1 September 2019
Mesmerising Māori music
Your support brings families and cultures together for a musical extravaganza
Joy Winitana, who was staying at the hospice, had been involved in the recent opening ceremony of the Oceania Exhibition at the Royal Academy along with her Maori club who meet on a weekly basis at the New Zealand Embassy.
With the help of volunteer, Judith; Joy, her friends and family put on quite a show to express their thanks for the care Joy has received.
“Maori culture is a big part of life in New Zealand. I grew up learning the songs from a young age and I’ve always enjoyed performing. It’s something that I started at primary school and kept on doing throughout my life. Though I was born and bred in New Zealand, I’ve lived in England for the past 11 years. When I first arrived here in London I went straight to the Maori club at the embassy. It helped me make new friends with other people from home, it got me involved with performing again and it gave me a strong sense of identity.
I also took my daughter there, so she could learn the songs, the customs and the culture. She’s 18 now and she doesn’t go along so often, but she still knows what to do. Earlier this year, I was approached by two volunteers who started talking about the Oceania Exhibition. When I told them that I was actually part of the opening and closing ceremony, they asked whether I would be able to get a group together to do a performance at the hospice. I just so happened to have two nephews coming over from New Zealand, so I enlisted their help and it just kind of unfolded from there.”

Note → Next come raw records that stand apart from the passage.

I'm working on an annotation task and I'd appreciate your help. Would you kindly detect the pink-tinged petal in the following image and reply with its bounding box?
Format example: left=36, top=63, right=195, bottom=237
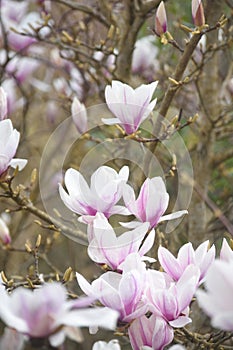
left=118, top=165, right=129, bottom=182
left=123, top=302, right=150, bottom=322
left=9, top=158, right=28, bottom=170
left=144, top=177, right=169, bottom=227
left=49, top=330, right=66, bottom=347
left=3, top=129, right=20, bottom=159
left=0, top=86, right=7, bottom=120
left=155, top=1, right=167, bottom=36
left=129, top=316, right=154, bottom=350
left=0, top=154, right=9, bottom=175
left=0, top=327, right=27, bottom=350
left=158, top=246, right=182, bottom=280
left=177, top=242, right=196, bottom=272
left=169, top=316, right=192, bottom=328
left=220, top=238, right=233, bottom=261
left=139, top=230, right=155, bottom=256
left=64, top=168, right=91, bottom=203
left=135, top=81, right=158, bottom=105
left=59, top=184, right=87, bottom=215
left=119, top=221, right=142, bottom=229
left=199, top=245, right=216, bottom=283
left=123, top=185, right=137, bottom=216
left=118, top=253, right=146, bottom=276
left=104, top=81, right=157, bottom=134
left=71, top=97, right=87, bottom=134
left=159, top=210, right=188, bottom=222
left=62, top=308, right=119, bottom=330
left=105, top=205, right=130, bottom=216
left=195, top=240, right=210, bottom=266
left=176, top=265, right=200, bottom=312
left=152, top=316, right=174, bottom=350
left=76, top=272, right=94, bottom=296
left=119, top=271, right=142, bottom=315
left=0, top=119, right=13, bottom=150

It was wonderful to share a bit of our culture…and it really meant a lot to see how much the performance touched everyone”
Judith, one of the volunteers, added, “Joy’s nephews were only in the UK for 10 days, so we knew we needed to move quickly if we were going to make the performance happen. We got in touch with the Fundraising Team, managed to push all the right buttons and were delighted to be able to turn that hope into reality.”
Joy continued, “One of my nephews narrated the performance and as part of that he paid tribute to the hospice and everyone who was there that day with a special thanks to all the staff and volunteers. He got the whole audience involved with the performance, teaching everyone the words and the moves to the songs and explaining the meaning behind them.
It was wonderful to share a bit of our culture with so many people and it really meant a lot to see how much the performance touched everyone. The singing and the dances are powerful and very human. I love singing, so the singing part of the performance is what I enjoy the most. We actually do more singing than Haka, though people tend to associate the Haka with us because of the rugby.
Afterwards people kept coming and chatting to me – it went on for weeks! It was a wonderful way of taking down barriers, bringing people together and starting those conversations. The performance started out as a way of us giving a little back to the hospice for taking care of me but ended up becoming something much bigger. It brought my community and everyone at the hospice together in a very powerful and moving way.”